In general, miRNAs perform their functions via suppression of specific target genes. To find a novel target through which miR-27a exerts its effects in GC, we employed an integrated approach using public bioinformatics tools. PHLPP2 was predicted as a direct target of miR-27a using bioinformatics algorithms. We next verified this prediction via qRT-PCR, Western blot and dual luciferase report assays. We found that the mRNA expression of PHLPP2 was significantly down-regulated in GC patient specimens and it was inversely associated with miR-27a levels. The levels of PHLPP2 mRNA and protein were reduced upon the upregulation of miR-27a in AGS cells, while the levels of PHLPP2 mRNA and protein were increased upon the down-regulation of miR-27a in SGC-7901 cells. As a member of the Ser/Thr protein phosphatase family, PHLPP2 is critical for suppressing cell survival by negatively modulating the signaling pathways stimulated by AKT, PKC, MAPK and Mst1 [
32‐
36]. To confirm whether PHLPP2 is a target that mediates the function of miR-27a, we performed a loss of function approach to functionally characterize PHLPP2 in growth and metastasis of GC. We found that PHLPP2 silencing can partially attenuate the effects produced by miR-27a inhibition on cell proliferation, apoptosis, migration and invasion. Studies have shown that PHLPP2 can directly dephosphorylate AKT to inhibit its signaling activity [
25,
26]. Our results revealed that p-AKT and CyclinD1 expression was down-regulated, p21 and p27 was upregulated in SGC-7901 cells where miR-27a was suppressed, while PHLPP2 silencing could abolish these changes. These findings indicate that the PHLPP2/AKT axis contributes to the miR-27a-mediated progression of GC. Meadow’s study found that AKT could promote EMT by suppressing the GSK3β kinase activity [
37]. Phosphorylated and inactivated GSK3β can promote the activity of Snail, further inhibiting E-cadherin expression and resulting in EMT [
38,
39]. Cancer cell metastasis is highly related to EMT process. Aberrant expression of E-cadherin, Vimentin and Snail is associated with EMT and tumor metastasis [
40,
41]. In this study, we found that the increase in the expression of miR-27a was associated with higher frequency of lymph node metastasis and distant metastasis in the patients with gastric cancer.
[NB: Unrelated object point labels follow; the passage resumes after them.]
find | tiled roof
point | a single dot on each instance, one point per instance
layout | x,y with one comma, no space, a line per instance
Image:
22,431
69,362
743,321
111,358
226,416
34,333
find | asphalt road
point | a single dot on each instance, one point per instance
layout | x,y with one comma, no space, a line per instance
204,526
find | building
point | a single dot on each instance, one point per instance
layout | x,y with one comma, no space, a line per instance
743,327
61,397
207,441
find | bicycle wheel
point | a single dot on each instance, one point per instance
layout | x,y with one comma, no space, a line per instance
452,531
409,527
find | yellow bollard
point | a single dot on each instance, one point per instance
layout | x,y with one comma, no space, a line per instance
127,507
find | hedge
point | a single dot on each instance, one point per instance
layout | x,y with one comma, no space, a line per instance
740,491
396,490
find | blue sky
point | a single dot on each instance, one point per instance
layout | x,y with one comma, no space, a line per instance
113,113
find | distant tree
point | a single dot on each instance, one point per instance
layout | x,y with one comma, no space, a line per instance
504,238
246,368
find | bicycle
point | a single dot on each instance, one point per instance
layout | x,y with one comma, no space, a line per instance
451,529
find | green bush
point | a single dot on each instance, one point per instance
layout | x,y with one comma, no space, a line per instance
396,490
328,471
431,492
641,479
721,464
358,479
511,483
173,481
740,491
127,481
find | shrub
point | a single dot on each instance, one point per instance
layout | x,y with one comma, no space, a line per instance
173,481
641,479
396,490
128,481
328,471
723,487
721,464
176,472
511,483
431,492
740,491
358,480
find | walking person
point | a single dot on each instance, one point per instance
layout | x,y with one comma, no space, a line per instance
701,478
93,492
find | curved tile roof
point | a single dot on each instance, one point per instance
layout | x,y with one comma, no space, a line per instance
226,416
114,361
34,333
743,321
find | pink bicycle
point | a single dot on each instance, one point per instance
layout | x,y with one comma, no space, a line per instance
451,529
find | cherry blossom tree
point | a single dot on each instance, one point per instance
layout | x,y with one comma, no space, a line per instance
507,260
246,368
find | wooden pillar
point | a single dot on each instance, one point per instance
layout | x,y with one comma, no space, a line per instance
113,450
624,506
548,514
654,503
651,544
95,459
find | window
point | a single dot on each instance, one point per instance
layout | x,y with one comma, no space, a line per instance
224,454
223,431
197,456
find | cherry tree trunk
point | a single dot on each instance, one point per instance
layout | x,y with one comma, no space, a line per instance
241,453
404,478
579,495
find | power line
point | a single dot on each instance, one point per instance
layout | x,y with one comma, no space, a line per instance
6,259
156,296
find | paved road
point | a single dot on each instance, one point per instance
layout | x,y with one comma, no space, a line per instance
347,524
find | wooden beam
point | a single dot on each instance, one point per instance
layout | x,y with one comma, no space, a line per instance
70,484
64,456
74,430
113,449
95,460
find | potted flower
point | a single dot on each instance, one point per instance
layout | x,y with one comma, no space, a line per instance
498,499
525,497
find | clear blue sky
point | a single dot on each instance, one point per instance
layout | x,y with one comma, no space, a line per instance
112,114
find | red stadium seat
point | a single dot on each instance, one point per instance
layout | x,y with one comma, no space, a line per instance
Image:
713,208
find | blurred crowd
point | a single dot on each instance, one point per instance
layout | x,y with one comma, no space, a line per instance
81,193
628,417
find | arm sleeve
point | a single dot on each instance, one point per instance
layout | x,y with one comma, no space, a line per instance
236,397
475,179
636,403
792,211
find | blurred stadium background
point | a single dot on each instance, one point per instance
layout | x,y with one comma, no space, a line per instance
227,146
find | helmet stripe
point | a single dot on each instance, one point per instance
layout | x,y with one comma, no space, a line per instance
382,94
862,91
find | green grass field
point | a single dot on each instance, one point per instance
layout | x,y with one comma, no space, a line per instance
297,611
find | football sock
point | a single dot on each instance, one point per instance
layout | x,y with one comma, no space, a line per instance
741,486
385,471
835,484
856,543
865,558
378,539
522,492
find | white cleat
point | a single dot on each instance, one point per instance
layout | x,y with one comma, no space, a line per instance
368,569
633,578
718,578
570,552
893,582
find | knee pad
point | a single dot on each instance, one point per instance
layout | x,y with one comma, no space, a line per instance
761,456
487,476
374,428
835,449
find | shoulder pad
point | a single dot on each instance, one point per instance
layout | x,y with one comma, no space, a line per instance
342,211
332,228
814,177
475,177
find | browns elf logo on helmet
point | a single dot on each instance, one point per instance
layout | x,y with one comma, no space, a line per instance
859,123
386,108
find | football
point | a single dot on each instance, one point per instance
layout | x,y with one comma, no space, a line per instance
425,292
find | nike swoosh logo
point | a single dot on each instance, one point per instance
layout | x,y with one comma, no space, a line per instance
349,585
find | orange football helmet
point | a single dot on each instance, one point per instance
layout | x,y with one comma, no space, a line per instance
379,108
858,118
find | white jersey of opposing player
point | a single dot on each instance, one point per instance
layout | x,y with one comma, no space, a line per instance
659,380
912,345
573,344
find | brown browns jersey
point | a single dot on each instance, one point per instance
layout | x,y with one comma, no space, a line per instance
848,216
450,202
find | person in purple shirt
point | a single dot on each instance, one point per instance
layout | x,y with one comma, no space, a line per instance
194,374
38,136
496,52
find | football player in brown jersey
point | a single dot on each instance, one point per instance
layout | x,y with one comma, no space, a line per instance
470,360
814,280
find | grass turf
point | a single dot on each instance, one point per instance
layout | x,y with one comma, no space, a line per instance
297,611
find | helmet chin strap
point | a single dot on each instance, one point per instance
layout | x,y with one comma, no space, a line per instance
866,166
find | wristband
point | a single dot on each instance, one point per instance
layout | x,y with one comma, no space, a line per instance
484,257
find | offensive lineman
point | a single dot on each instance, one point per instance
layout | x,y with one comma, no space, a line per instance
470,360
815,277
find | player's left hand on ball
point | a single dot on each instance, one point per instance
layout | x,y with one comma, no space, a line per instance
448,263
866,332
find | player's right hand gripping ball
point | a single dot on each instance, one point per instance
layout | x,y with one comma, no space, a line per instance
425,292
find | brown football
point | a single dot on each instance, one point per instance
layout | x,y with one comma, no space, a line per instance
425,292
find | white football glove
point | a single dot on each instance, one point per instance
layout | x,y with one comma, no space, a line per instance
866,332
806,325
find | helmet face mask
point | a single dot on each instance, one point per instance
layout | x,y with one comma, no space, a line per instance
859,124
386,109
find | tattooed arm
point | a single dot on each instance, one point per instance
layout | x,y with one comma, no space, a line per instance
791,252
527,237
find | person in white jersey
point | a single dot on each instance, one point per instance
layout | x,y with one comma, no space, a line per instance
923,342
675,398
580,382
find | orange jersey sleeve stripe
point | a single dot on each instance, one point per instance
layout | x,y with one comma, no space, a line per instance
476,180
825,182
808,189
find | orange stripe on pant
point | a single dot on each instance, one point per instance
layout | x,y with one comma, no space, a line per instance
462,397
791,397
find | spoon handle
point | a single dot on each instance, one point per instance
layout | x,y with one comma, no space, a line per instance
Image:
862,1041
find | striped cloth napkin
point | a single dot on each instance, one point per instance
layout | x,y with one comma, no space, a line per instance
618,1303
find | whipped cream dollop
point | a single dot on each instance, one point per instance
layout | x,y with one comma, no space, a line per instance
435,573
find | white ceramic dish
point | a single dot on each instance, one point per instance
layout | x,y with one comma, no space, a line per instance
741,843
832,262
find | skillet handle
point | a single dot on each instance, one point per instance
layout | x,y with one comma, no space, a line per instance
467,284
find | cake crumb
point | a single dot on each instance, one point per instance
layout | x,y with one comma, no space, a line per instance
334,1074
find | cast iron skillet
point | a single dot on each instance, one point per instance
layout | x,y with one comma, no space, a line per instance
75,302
By examining the expression of E-cadherin, Vimentin, Snail and p-GSK3β, we demonstrated that miR-27a might promote EMT through an Akt/GSK3β dependent pathway. Some previous studies also reported that miR-27a is related to cancer metastasis. Pan W et al. showed that miR-27a contributes to metastatic properties of osteosarcoma cells by targeting MAP2K4 [
42]. Li J et al. found that miR-27a promotes lung adenocarcinoma cells metastasis by interacting with RKIP [
43]. Here we found that miR-27a promoted gastric cancer cells metastasis by interacting PHLPP2, which is novel finding and has not been reported previously to the best of our knowledge.
Conclusions
In summary, our current study demonstrated that miR-27a possessed tumor inducing effects on gastric cancer through the novel target PHLPP2. Downregulation of miR-27a suppressed multiple malignant biological behaviors, including inhibition of tumor cell growth, and reduction of tumor cell migration and invasion. In addition, silencing of PHLLP2 could abolish malignant biological behaviors changes induced by inhibition of miR-27a. Conclusively, our findings indicated that miR-27a acted as an oncogene in GC and clarified its functional mechanism. Further studies will confirm if miR-27a could actually be used as a novel target for GC prevention and therapy.
Acknowledgements
We thank The Cancer Genome Atlas (TCGA) project for providing data. We also thank the American Journal Experts (AJE) for editing and proofreading this manuscript.